When you apply at your half strength you are adding 126ppm of fertilizer.
So 126 x 2.2% = 2.7ppm nitrogen supplied when you fertilize your plants.
That is basically nothing.
OrchidFocus does not even have enough magnesium to give it an position on the label.

I think this fertilizer is liquid, so your calculation is not right, Lance. :poke:
 
I think this fertilizer is liquid, so your calculation is not right, Lance. :poke:

Why? If it's wrong correct it please.

garysan increased the ppm of his irrigation water by 126ppm by adding nutrient salts.
All of the increased PPMs came from the fertilizer solution.
According to the fertilizer label the salts he added contained 2.2% N.
Therefore 2.2% of the PPM increase is nitrogen.

Makes no difference to the math whether the source of PPMs is liquid or dry.
Does it?
 
Personally I would not use a fertilizer that did not contain a decent amount of ammonium or urea as a source of nitrogen.
 
Why? If it's wrong correct it please.

garysan increased the ppm of his irrigation water by 126ppm by adding nutrient salts.
All of the increased PPMs came from the fertilizer solution.
According to the fertilizer label the salts he added contained 2.2% N.
Therefore 2.2% of the PPM increase is nitrogen.

Makes no difference to the math whether the source of PPMs is liquid or dry.
Does it?

Sorry, Lance, I didn't mean to be cryptic, but it does make a difference. In the liquid form, you are forgetting that water is already in the stock solution (water isn't considered as "solid" in Total Dissolved Solids).

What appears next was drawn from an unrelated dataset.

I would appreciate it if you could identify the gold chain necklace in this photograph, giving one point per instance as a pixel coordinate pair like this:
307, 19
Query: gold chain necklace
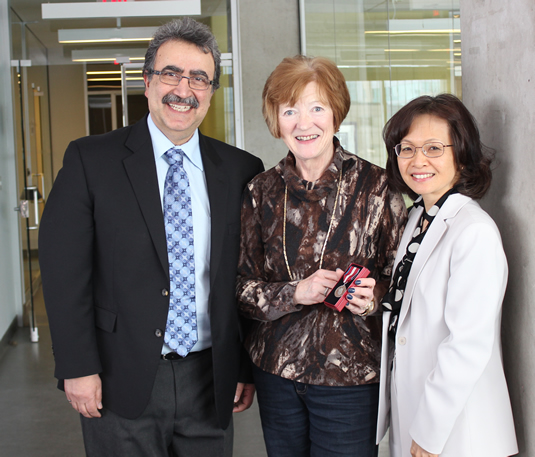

Maybe an example may help. For simplicity, let's say that we start from 22% N solid fertilizer. You put 100g of this and fill it up to a liter of water. Now this is the stock "liquid" fertilizer with 2.2% N (I'm using weight/volume % here). But when you only look at the solids in this stock, 22% of "solid weight" is N (not 2.2%). So you should have done 126ppm * 0.22 (=22%) = 27ppm. But we don't know what was the original composition. So this is just an approximation.

Or here is alternative way to think. TDS of of this hypothetical stock (with 2.2%N) is 100,000 ppm. So to get TDS of 126ppm, you need 793x fold dilution. If you dilute 2.2%N with 793x dilution, you get 22000ppm (=2.2%N)/793 = 27ppmN.

Estimated TDS (126ppm) from EC is not really the actual TDS, so it is just a rough approximation without knowing how many ml of OrchidFocus per liter is used (it is difficult to understand what "half" strength means as Ray always points out).